The concept of proof of work is a system by which members of a computer network work together to solve arbitrary mathematical puzzles. These individual users upload software to create ‘nodes’ that communicate with each other.
Cryptocurrencies such as Bitcoin, and later, Litecoin began using proof of work as a way of validating transactions and mining new coins.
Originally used to detect and deter malicious activity, proof of work can identify tampering in data. The mathematical puzzle used to do this is called a hash. Users put a set of data through something called a hash function creating a unique long string of numbers.
Any tiny change to this generated data alerts users to tampering. This deters malicious users from gaming the system. The ‘work’ element of the concept is the computational time and energy put into solving the puzzle. Working together, users create a decentralized consensus of trust. Transactions can be verified and malicious attacks deterred. In addition, new cryptocurrencies can be created by adding to something called a blockchain.
Mining the blockchain
A blockchain is a digital database shared on a computer network. It stores information in digital format. The database collects a limited amount of this data into blocks. Once each block is full it is closed and a new one started. A new block is ‘mined’ when a participant or ‘miner’ solves a hash. There are targets of difficulty for the solution. This is set so that mining a new block occurs within a determined timeframe. The successful miner receives cryptocurrency in reward. The effort the miners expend in solving the hash is the proof of work. Often participants work together and pool resources.
What is the Process?
- New Litecoin transactions are grouped and the data put into a ‘block’
- Miners compete to ‘solve a hash’. This is basically a complex math problem, and solving it is the proof of work
- One miner who has solved the hash is chosen to add the block to the blockchain
- The successful miner receives a reward of Litecoin
The amount of newly created Litecoin (LTC) rewarded to miners for completing a block, known as ‘the block reward’ is currently 12.5 LTC. Completed Litecoin blocks occur on average every 2 minutes and 20 seconds, meaning a creation of new Litecoin approximately every 11 seconds.
Advantage of Proof of Work
The main advantage of the proof of work protocol is security.
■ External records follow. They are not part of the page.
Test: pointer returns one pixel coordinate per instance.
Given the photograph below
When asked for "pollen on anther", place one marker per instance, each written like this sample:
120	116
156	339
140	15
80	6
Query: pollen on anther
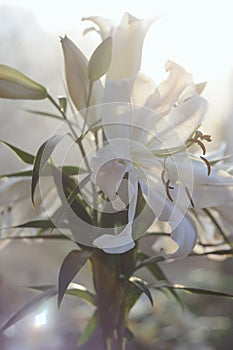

It allows peer-to-peer transactions between anonymous entities in decentralized networks. There is no need for a central authority.
The second advantage is that it solves the double spend problem. As cryptocurrency is data, in theory it could be copied and spent over and over again. By incentivizing miners to verify transactions, this removes the possibility of double spending.
The main criticism of the proof of work protocol is the huge amount of energy it uses. A 2018 study at the University of Cambridge stated that the energy use of Bitcoin is equal to that of Switzerland! In January 2022 the European Securities and Markets Authority called on the European Union to ban proof of work in favor of the alternative proof of stake protocol which uses 99% less energy.
One of the concerns about the proof of work protocol is that crypto mining is becoming increasingly centralized in the hands of big tech firms. They can afford better resources such as ASICs (application specific integrated circuits) to cope with the demands of proof of work.
One of the reasons given for the creation of Litecoin as an offshoot of Bitcoin was to make it ASIC resistant. Litecoin uses a different algorithm from Bitcoin, known as Scrypt, which has much larger memory requirements. This was intended to make it much more difficult for the big tech firms to develop ASICs for Litecoin. In addition, the 2011 Tenebrix project modified Scrypt so that it could be used on CPUs and therefore return Litecoin mining to the wider community of individual miners.
However, in practice, the attempt to make Litecoin ASIC resistant failed. The tech firms simply developed new ASICs that were up and running by 2016, and resumed their domination of Litecoin mining. Individual miners and small mining pools were once again up against the toughest competition.
What is the Alternative to Proof of Work?
The main alternative to proof of work is proof of stake. In this protocol, rather than competing to win the chance to verify and record transactions on the blockchain, miners deposit a stake of their own cryptocurrency. The protocol then randomly chooses a miner in a sort of lottery amongst the stakeholders. That miner proceeds to verify and record transactions and be rewarded in more cryptocurrency. In other words, one miner does the work and the other miners on the decentralized network don’t do anything until it is their turn to be chosen. This results in a massive decrease in energy use.